DenseAttention: No-Compromise Exact All $N \times N$ Interactions Algorithm with $O(N)$ Space and Time Complexity
The ubiquitous Transformer architecture suffers from two main bottlenecks: 1) low computational and memory efficiency, leading to suboptimal hardware utilization, and 2) quadratic time complexity with respect to sequence length $N$, making it slow and costly for large data contexts. We propose a novel DenseAttention Network architecture, a straightforward simplification of the standard Transformer block that addresses these issues and serves as a drop-in replacement for language modeling tasks. We eliminate memory-bound components in DenseAttention, including Softmax, masking, one skip connection, and both LayerNorms, as well as key, value, and output projection matrices, as they become redundant. Despite these removals, it maintains exact $N \times N$ pairwise interactions between tokens. By exploiting the associativity of matrix multiplications, DenseAttention can be computed with $O(N^2d)$ or $O(Nd^2)$ time and space complexity, depending on the context. To handle the absence of Softmax and prevent numerical instability, we introduce MaxNormActivation at both ends of the Transformer block. We also devise Cosine Relative Positional Embeddings as a computationally efficient replacement for RoPE, and simple LocalAttention variations of the block to help the model focus on details in extremely long contexts.
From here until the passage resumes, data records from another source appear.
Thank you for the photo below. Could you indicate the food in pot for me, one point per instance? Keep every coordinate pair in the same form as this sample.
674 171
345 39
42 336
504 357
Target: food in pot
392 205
DenseAttention competes with FlashAttention in speed on small sequences and outperforms it by orders of magnitude on large contexts. We pre-train encoder language models on sequences up to 16K in length, which perform similarly or better than baseline BERT-large, while significantly improving speed and efficiency. Finally, we achieve state-of-the-art on the LRA benchmark among the Transformer-based architectures.